Overslaan en naar de inhoud gaan

Huurverlaging voor lage inkomens krijgt brede steun in de Kamer

Image

Het leek een formaliteit en dat was het ook. Gisteren nam de Tweede Kamer met brede meerderheid het voorstel aan tot huurverlaging voor arme huurders van corporatiewoningen. Per 1 juli wordt de huur voor huurders met een inkomen tot 120 procent van het sociaal minimum verlaagd tot 575 euro. Althans als ook de Eerste Kamer instemt. Huurders in de particuliere sector kunnen geen aanspraak maken op deze verlaging.

Deze huurverlaging was afgesproken in de Nationale Prestatieafspraken voor de corporatiesector. De opstellers daarvan zijn Aedes, de Woonbond, de VNG en de Minister voor VRO. De Raad van State was in zijn advies niet erg positief over de regeling, met name omdat huishoudens die niet van woningcorporaties huren zo niet worden bereikt. Dat zou met een verruiming van de huurtoeslag bijvoorbeeld wel het geval zijn. 

Volgens het onderzoek WoON2021 dreigen bij zo'n 230.000 huurders mogelijke betalingsproblemen. De maatregel is onderdeel van een programma om de woonlasten voor huurders met een laag inkomen terug te dringen. Daartoe hoort ook de eerdere huurbevriezing en de regeling voor het 'passend toewijzen'. Er is uiteraard ook een keerzijde: de maatregelen hebben een permanente doorwerking in de huurinkomsten van de corporaties en verminderen dus hun investeringsruimte in onderhoud, verduurzaming en nieuwbouw. 

Wie heeft recht op deze huurverlaging?
De huurverlaging per 1 juli geldt voor huurders met een inkomen lager dan 120 procent van het sociaal minimum.
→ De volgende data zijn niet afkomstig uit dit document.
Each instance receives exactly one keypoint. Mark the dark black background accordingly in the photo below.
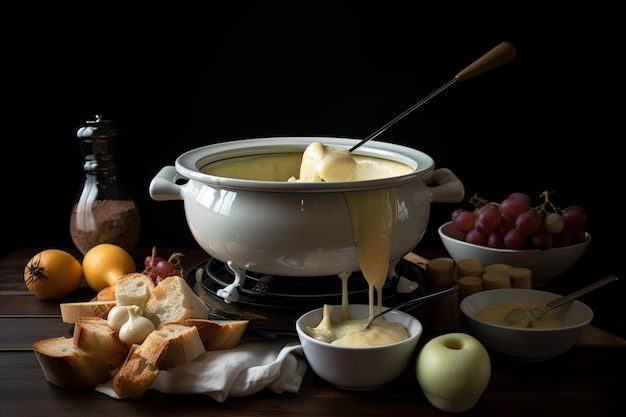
(178, 77)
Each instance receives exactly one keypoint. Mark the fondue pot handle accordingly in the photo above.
(163, 186)
(444, 186)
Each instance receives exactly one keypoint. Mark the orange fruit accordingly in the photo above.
(52, 274)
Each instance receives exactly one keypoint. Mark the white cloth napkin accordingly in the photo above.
(246, 369)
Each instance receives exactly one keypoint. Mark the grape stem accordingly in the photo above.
(547, 207)
(544, 208)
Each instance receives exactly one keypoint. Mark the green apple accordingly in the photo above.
(453, 371)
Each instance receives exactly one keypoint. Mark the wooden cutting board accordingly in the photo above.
(592, 336)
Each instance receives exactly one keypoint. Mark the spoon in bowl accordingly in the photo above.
(418, 300)
(524, 318)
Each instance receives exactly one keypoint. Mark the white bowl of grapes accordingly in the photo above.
(517, 232)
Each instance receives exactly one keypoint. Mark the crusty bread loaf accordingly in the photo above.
(95, 336)
(133, 289)
(207, 329)
(106, 294)
(218, 334)
(68, 366)
(172, 300)
(172, 345)
(228, 336)
(70, 312)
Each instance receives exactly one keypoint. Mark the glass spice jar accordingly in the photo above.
(104, 210)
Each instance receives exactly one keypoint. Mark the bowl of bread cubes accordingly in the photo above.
(128, 340)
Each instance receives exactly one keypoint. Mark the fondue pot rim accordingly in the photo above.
(190, 163)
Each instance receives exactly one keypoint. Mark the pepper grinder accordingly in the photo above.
(104, 210)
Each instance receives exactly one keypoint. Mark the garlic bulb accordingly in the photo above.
(136, 328)
(118, 316)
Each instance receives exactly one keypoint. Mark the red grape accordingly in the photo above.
(514, 239)
(542, 239)
(528, 222)
(553, 223)
(160, 268)
(476, 237)
(464, 221)
(516, 224)
(496, 239)
(488, 218)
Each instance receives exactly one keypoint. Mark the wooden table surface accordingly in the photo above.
(588, 380)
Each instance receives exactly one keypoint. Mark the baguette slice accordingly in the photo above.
(68, 366)
(218, 334)
(95, 336)
(229, 335)
(134, 288)
(106, 294)
(70, 312)
(172, 300)
(172, 345)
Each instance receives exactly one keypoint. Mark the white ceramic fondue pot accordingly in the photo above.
(294, 229)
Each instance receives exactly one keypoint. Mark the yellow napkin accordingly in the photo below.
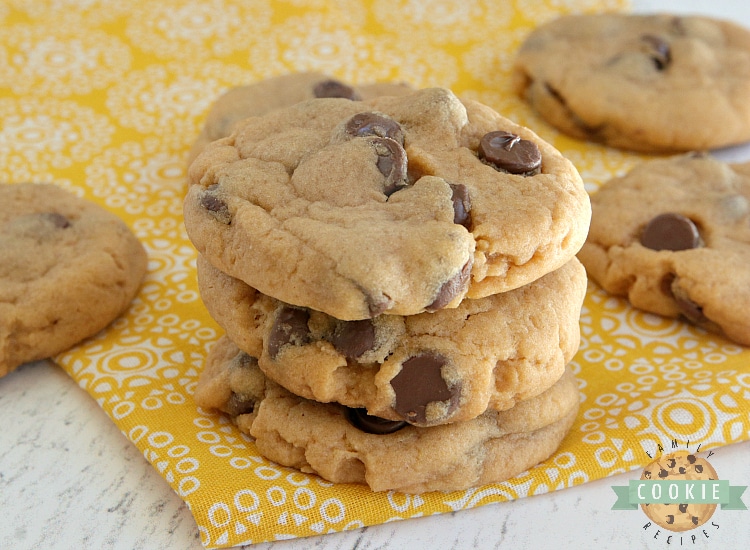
(105, 98)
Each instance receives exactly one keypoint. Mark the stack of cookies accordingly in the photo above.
(397, 280)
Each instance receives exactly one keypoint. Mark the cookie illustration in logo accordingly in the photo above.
(680, 465)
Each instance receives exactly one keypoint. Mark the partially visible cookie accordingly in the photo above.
(346, 446)
(427, 369)
(679, 466)
(395, 205)
(673, 235)
(652, 83)
(69, 267)
(277, 92)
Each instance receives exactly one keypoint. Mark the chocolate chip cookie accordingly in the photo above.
(652, 83)
(348, 446)
(676, 516)
(267, 95)
(426, 369)
(68, 269)
(394, 205)
(673, 235)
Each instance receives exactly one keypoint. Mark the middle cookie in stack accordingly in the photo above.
(412, 256)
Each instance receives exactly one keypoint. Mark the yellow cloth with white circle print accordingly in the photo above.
(106, 97)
De inkomensgrenzen zijn:
  • Eenpersoonshuishoudens tot AOW-leeftijd: € 23.250 per jaar
  • Meerpersoonshuishoudens tot AOW-leeftijd: € 30.270 per jaar
  • Eenpersoonshuishoudens vanaf AOW-leeftijd: € 24.600 per jaar
  • Meerpersoonshuishoudens vanaf AOW-leeftijd: € 32.730 per jaar

De huur van corporatiewoningen wordt voor deze huishoudens verlaagd naar maximaal € 575.